Terwijl de rest van de klas na mijn uitleg hun boek opent en met de opgaven aan de slag gaat, staat Mette op en loopt naar de twee leerlingen die voor haar zitten. Ze begint op fluistertoon met ze te overleggen. Na een paar seconde loopt ze door naar het volgende tweetal voor wederom een fluisterend overleg. Nieuwsgierig besluit ik het tafereel even aan te kijken.
Wanneer Mette enkele minuten later gestructureerd al haar klasgenoten bij langs is geweest richt ze zich tot mij: “Meneer, ik heb met de klas overlegd en we hebben besloten dat we nog steeds Sinterklaas met u willen vieren.” Licht verrast en licht glimlachend antwoord ik: “Wat leuk! Regel het maar.”
Toen het schooljaar reeds enkele weken oud was, had ik mijn eerste les met deze klas. Tijdens de wederzijdse kennismaking kwam het onderwerp mentor ter sprake. Die hadden zij namelijk niet. Geruststellend werd mij medegedeeld dat de enige rol van de mentor het vieren van Sinterklaas is. Met de bezegeling van een handdruk spraken we af dat ik dan maar Sinterklaas met ze zou gaan vieren.
Ik was de afspraak al bijna vergeten, maar de klas klaarblijkelijk niet. Mette neemt de organisatie op zich en zorgt ervoor dat iedereen aan het einde van de les het lokaal verlaat in het bezit van een briefje met daarop de naam van een klasgenoot – of in een enkel geval de docent wiskunde – en een verlanglijstje.
Op de verjaardag van de goedheiligman stappen de leerlingen met indrukwekkende surprises de school binnen. Even vrees ik de enige te zijn die voor een gedicht heeft gekozen, maar als we later op de dag in een kring zitten met de cadeaus in het midden lijkt er een mooie balans te zijn tussen gedichten en surprises. Een handjevol leerlingen heeft zelfs gekozen voor beide opties.

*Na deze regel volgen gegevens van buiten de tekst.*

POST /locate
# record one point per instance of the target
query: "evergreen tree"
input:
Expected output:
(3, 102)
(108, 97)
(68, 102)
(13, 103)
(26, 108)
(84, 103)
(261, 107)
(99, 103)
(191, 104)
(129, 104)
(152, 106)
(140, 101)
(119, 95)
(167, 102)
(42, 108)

Er komen prachtige surprises en vermakelijke gedichten in uiteenlopende stijlen voorbij. Nadat ik mijn gedicht heb voorgedragen waarin mij is verteld dat mijn Movember-snor esthetisch gezien geen aanwinst was, ontstaat er wat onduidelijkheid doordat er nog een cadeau is waarop mijn naam staat.
Iedereen kijkt elkaar even aan en er wordt nagegaan of er iets fout is gegaan met de lootjes. Wanneer dit niet het geval blijkt en er een verbaasde stilte valt, bekent één van de leerlingen zich de vrijheid te hebben gepermitteerd mij van een extra cadeautje te voorzien.
Ik ben sinds twee weken geen docent meer van deze klas. Vanwege organisatorische redenen ben ik verplaatst naar de bovenbouw, waar vanuit zowel didactisch als pedagogisch oogpunt ook mijn voorkeur ligt. Toch mis ik deze klas wel een beetje.
Met meer verering dan ongemak neem ik het extra cadeautje in ontvangst en begin aan het voorlezen van mijn tweede gedicht. Alhoewel ik slechts een kleine twee maanden hun docent ben geweest word ik uitgebreid bedankt voor het afgelopen jaar.
Het feit dat deze korte periode voor de leerling als een compleet jaar heeft gevoeld vat ik in dit geval maar op als wederzijdse waardering.